# Runner's motion in one dimension

1. Dec 20, 2008

### Elbobo

1. The problem statement, all variables and given/known data
A runner hopes to complete the 10,000-m run in less than 30.0 min. After exactly 27.0 min, there are still 1100 m to go.

The runner must then accelerate at 0.20 m/s2 for how many seconds in order to achieve the desired time?

2. Relevant equations
vf = vo + at
avg velocity = (vf + vo) /2
d = vo)t + (1/2) at2

3. The attempt at a solution
Most of my solutions just wind up at 0 = 0 or a = a.... In other words, I'm not doing anything wrong, but it's that I can't think of any other way to solve it.

d1 = 8900 m
t = 1620 s
d2 = 1100 m
avg velocity = 8900 / 1620 = A

(I took this route so I could find the instantaneous velocity at t = 1620s, which I though would lead up to another part that could solve the problem)

A = (vf+ vo) / 2
2A - vf = vo

a = [vf - (2A - vf)] / t
a = (2vf - 2A) /t

vf2 = (2A - vf)2 + 2[ (2vf -2A) /t] d1
(which results in)
0 = 0

I've been thinking about this problem for a loooong time, but I can't figure out another way to solve it.

2. Dec 20, 2008

### NBAJam100

It looks like this problem really depends on the Vo of the runner at t=27min. say if at that point he stopped at then started from 0m/s, then accelerated at .2m/s, the time would be higher than if he "started" at the average Vo of the overall 27 minute trip.
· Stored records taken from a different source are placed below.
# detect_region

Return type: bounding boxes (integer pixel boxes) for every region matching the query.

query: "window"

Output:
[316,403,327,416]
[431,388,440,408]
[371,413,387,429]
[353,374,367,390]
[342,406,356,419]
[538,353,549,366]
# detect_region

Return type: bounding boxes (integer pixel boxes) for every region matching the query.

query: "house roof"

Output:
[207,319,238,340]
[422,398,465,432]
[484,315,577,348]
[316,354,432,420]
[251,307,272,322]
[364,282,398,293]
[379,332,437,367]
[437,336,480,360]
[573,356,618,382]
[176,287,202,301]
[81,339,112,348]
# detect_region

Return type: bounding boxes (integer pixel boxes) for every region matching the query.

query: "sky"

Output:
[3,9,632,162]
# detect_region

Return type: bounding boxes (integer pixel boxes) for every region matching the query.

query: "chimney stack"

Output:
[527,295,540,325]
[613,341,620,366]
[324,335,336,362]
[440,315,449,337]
Or say he started slow then started going faster towards the end of the 27 minute and had a higher than average Vo at 27 to make up for his lower starting Vo...
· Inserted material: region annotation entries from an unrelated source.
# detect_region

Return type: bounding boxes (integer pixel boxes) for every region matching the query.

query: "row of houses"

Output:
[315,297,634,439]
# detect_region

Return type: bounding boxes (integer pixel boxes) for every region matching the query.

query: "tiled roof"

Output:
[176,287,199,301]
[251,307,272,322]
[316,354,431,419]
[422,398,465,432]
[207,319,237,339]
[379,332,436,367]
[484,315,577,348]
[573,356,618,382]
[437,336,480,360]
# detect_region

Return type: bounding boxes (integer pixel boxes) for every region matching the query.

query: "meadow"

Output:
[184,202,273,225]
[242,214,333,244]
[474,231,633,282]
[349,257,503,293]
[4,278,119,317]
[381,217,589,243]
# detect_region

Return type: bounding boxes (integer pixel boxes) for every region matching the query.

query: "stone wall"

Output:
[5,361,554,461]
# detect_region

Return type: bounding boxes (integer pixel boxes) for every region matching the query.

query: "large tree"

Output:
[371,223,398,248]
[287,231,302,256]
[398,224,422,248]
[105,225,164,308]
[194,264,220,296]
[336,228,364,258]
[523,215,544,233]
I think a good first step would be to find his average velocity though the first 27 minutes of the trip if he was on pace for a 30 min 10k. Take that Velocity to be the Vo of your starting equations for the last 3 minutes... you are given the accel and you know Vf=0. So try going from there

3. Dec 20, 2008

### MM156

Look for the final velocity with 1100/3 minutes. You might be able to use that velocity to look further into acceleration and time. I haven't looked into it further enough though.

4. Dec 20, 2008

### LowlyPion

Basically what you have to do is cover the 1100 m.

This will be made up of 2 phases. t1)acceleration. t2) constant velocity to finish won't it?

1100 m = Vf*t2 + Vavg*t1 +1/2(.2)(t22)

t1 + t2 = 180 secs

And Vf = Vavg + a*t1

But I'm not solving it.

5. Dec 20, 2008

### Elbobo

Thank you, that worked.

But I don't understand why the average velocity was able to be used in either equation. I thought those equations can only be used with instantaneous velocities (in this case, when t = 1620 s).

6. Dec 20, 2008

### LowlyPion

True enough. But they gave you no choice. You have to assume that he was running at average speed. It is the best bet that he was after 27 minutes. It would have been better to state that he was running at average speed in the problem. But ... hey. What do you want perfect problems?

7. Jan 7, 2009

### marindo

actually i dont think its V_avg, but like Initial velocity...

thats why ur "v_avg" was used... V_avg = Vf - Vi/2 ... and through ur previous calculation of 8900m/1620s = 5.49 m/s its obvious its not V_avg...

i could be wrong, but thats my take on it anyways

8. Jan 7, 2009

### LowlyPion

The point is that you use his average velocity over the first part as the initial velocity for when he begins his "kick" to final speed for the last part.

9. Jan 8, 2009

### marindo

yes = ="

10. Sep 19, 2009

### vv_ramirez259

I am trying to solve this problem as well, and my issue is that I don't really know what each variable in the equation represents

Can someone help me?